Menurutnya, kekuatan modal dan resiliensi perbankan BUMN menjadi bukti bahwa perusahaan negara Indonesia memiliki kapasitas besar untuk menjalankan berbagai penugasan strategis dari pemerintah. Kondisi tersebut sekaligus memperkuat keyakinan bahwa pengelolaan aset negara melalui Danantara memiliki fondasi yang kokoh untuk berkembang secara berkelanjutan.

Pembentukan Danantara juga mencerminkan paradigma baru pembangunan nasional yang menempatkan aset negara sebagai instrumen strategis untuk menciptakan pertumbuhan ekonomi yang inklusif. Pemerintah tidak lagi hanya berfokus pada pengelolaan anggaran jangka pendek, tetapi mulai membangun sistem investasi jangka panjang yang mampu memberikan manfaat lintas generasi.

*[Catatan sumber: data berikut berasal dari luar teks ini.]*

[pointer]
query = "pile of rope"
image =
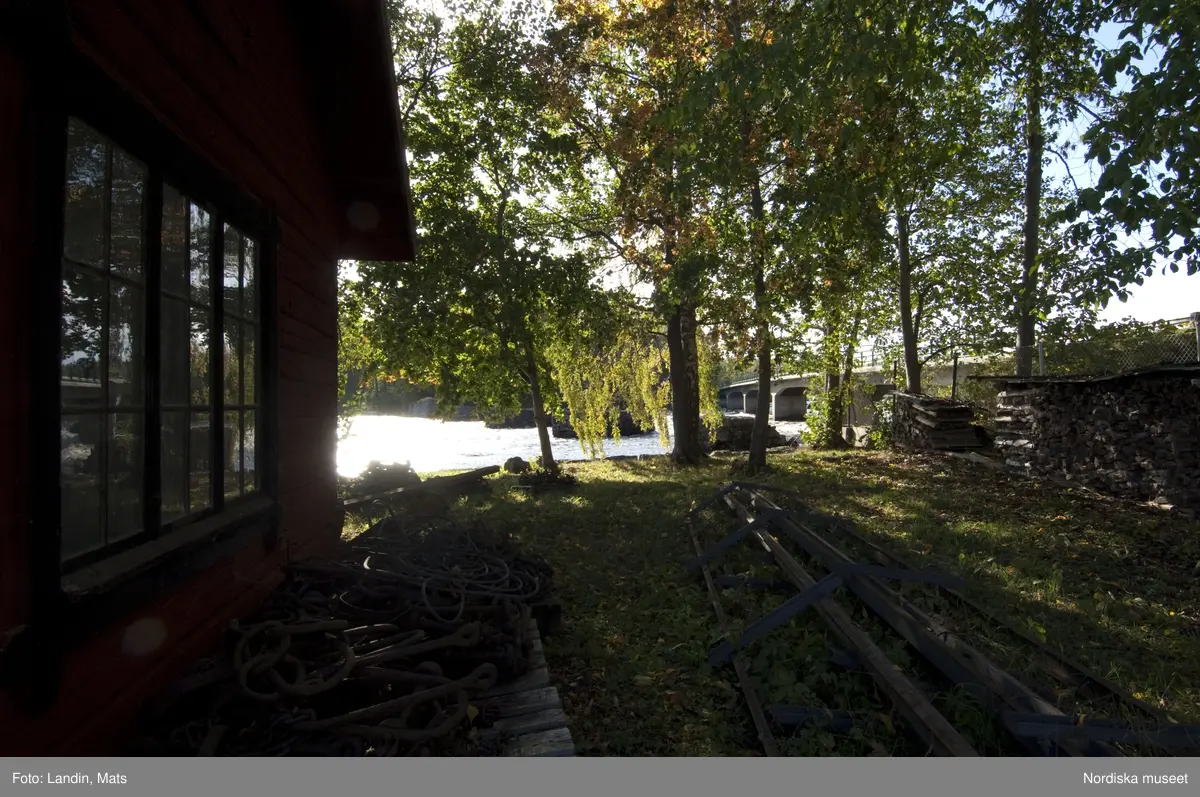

Dengan pengelolaan yang profesional, Danantara diharapkan mampu menjadi motor penggerak investasi nasional di berbagai sektor strategis, mulai dari infrastruktur, energi, pangan, industri hilirisasi, hingga teknologi. Investasi yang tepat sasaran akan memperkuat struktur ekonomi nasional sekaligus memperluas peluang kerja bagi masyarakat Indonesia.

Keberadaan Danantara menjadi bukti bahwa pemerintah serius membangun ekonomi nasional yang lebih mandiri, modern, dan berdaya saing tinggi. Melalui optimalisasi aset negara, Indonesia memiliki peluang besar untuk memperkuat posisi sebagai kekuatan ekonomi baru di tingkat global. Dengan dukungan tata kelola yang transparan, sinergi antar BUMN, serta pengawasan yang kuat, Danantara diyakini akan menjadi fondasi penting dalam mewujudkan pertumbuhan ekonomi yang berkelanjutan dan kesejahteraan rakyat yang lebih merata.